Jak już Koteusz rozpoczął w salonie kolędowanie, znaczy przyszedl czas. Ja spiewam w domu "po bozemu", tak samo jak z Myszą-Drobnicowcem, Anarche, Frankiem, Intuicją, Hanką i jeszcze paroma osobami - na OB-CIACHOWYCH próbach.
Ale słuchamy w Wigilię, w domu, kolęd lekko szalonych i stukniętych - choć absolutnie fantastycznych - w wykonaniu mnóstwa Pospieszalskich. Sluchałam całej tej zgrai kilka lat temu u dominikanów w Gdańsku i od tej pory zawsze w Wigilię wracam.

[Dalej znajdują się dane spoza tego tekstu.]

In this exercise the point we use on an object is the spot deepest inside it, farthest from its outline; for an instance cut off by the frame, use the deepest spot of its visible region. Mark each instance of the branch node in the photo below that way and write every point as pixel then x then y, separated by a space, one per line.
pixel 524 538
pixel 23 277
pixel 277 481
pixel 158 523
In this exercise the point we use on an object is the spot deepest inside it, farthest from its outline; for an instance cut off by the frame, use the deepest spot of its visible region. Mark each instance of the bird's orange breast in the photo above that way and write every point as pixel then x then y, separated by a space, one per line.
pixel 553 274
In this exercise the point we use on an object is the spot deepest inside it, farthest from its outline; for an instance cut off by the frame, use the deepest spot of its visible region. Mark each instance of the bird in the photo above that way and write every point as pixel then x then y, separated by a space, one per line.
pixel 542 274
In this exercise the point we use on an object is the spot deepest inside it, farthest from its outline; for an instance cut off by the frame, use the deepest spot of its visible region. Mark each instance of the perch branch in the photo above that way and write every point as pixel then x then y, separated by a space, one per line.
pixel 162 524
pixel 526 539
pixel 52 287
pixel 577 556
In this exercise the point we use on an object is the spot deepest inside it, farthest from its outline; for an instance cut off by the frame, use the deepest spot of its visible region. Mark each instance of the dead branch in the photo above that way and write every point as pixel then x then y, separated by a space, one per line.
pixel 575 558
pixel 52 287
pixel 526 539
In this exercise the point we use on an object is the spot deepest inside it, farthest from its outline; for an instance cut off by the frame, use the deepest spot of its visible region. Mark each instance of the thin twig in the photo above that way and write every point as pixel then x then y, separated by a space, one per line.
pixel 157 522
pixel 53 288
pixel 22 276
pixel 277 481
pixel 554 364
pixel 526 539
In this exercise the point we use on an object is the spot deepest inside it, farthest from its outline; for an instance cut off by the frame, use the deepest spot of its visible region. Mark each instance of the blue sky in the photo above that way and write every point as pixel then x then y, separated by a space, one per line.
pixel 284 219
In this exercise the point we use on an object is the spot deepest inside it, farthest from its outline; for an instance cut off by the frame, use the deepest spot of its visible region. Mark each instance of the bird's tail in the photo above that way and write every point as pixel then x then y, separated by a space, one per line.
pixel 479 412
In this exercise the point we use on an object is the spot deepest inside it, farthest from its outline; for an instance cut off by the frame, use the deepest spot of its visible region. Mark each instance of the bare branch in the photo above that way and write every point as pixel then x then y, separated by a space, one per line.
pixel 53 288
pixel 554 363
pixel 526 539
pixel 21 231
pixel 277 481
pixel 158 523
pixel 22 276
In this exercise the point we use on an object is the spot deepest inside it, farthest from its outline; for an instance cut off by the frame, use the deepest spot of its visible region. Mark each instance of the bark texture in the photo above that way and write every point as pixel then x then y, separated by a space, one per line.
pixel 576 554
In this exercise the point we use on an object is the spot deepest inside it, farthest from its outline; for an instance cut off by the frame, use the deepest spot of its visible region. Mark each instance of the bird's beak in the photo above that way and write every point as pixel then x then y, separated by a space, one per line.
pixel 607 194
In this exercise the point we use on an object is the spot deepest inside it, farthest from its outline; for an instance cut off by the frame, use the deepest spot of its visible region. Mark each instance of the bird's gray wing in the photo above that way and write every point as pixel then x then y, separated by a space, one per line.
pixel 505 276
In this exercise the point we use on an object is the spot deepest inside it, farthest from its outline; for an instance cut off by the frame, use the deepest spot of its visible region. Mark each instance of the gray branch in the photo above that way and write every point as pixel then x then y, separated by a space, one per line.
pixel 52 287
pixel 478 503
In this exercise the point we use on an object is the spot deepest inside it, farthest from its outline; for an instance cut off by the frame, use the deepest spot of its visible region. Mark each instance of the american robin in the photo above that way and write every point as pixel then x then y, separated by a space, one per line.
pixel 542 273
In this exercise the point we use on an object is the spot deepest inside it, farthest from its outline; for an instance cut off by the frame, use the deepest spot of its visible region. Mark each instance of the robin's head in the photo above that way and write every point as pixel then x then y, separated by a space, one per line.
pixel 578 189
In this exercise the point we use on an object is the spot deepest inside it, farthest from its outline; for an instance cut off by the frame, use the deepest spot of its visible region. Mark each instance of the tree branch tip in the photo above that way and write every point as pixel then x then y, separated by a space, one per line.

W tym roku będzie mi trudno chyba - są te wersje kolęd takie radosne... A pół Polski (przynajmniej) radosne wcale - z powodu Smoleńska - nie jest.
Ale to, co znalazlam w tubkach, wrzucę, choc nie wiem czy ktos to zobaczy, bo administracja zwija mnie uparcie, ponieważ mnie nie rekomenduje (szczególy dla chetnych tu - lubczasopismo.salon24.pl/pomoc/post/255177,blokady-i-filtry - link przyslala mi P. Agata Luśtyk, zapytana, czy jestem zwinięta już do końća świata):
Tu: dzieci w dużej ilosci
Tu przybieżeli...
Tu znow dzieci, lekko maltretowane przez Mateusza oraz Janka - jeszcze z plerezą:))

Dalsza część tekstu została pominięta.